Less a book, and more a, well, movie.
Finally watched One California Day and I have to say it's one of the greatest films about surfing and board riding I've seen.
It delves back to the roots of surfing in California and threads itself seamlessly to the here and now with a cast of classic stylists and general rippers.
The first sequence with Joel Tudor is sick. The guy's a freak, whether on a longboard, single fin, sup - whatever. All class.
And so it goes, Alex Knost invoking the spirit of Dora and absolutely killing it on a longboard.
I found myself laughing out loud at how good he is.

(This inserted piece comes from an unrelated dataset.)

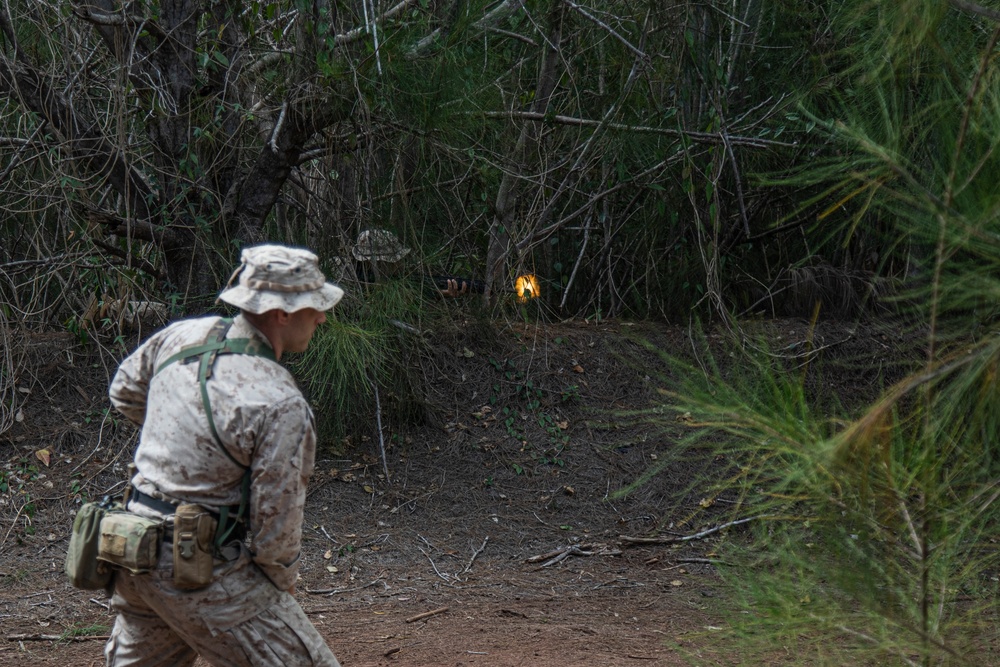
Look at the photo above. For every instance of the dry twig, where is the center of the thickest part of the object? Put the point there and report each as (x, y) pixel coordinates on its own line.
(628, 541)
(426, 614)
(553, 557)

Joe Curren (and also some footage of his big bro) at Rincon. Man - I swear to Huey - when I come back, it's gonna be in the late sixties and at Rincon. So sick. Again - laugh out loud sorta stuff. It's a great reminder of how good it is watching fully sick surfers draw the sweetest of lines. It's not whack, whack, whack - hit the lip surfing - it's all about drawing lines, carves, style and remembering where riding waves comes from (well, there is plenty of hacks to be found too) but it's not solely what this is about.
The memorial and paddle out for the late Dale Velzy is genuinely moving - the bloke is credited for being the first to hang ten - supreme legend.
And the soundtrack is a deadset ripper.
If you haven't managed to catch this one - do yourself a favour and get it. It'll be the best 90 minutes you spend in a long time - out of the water.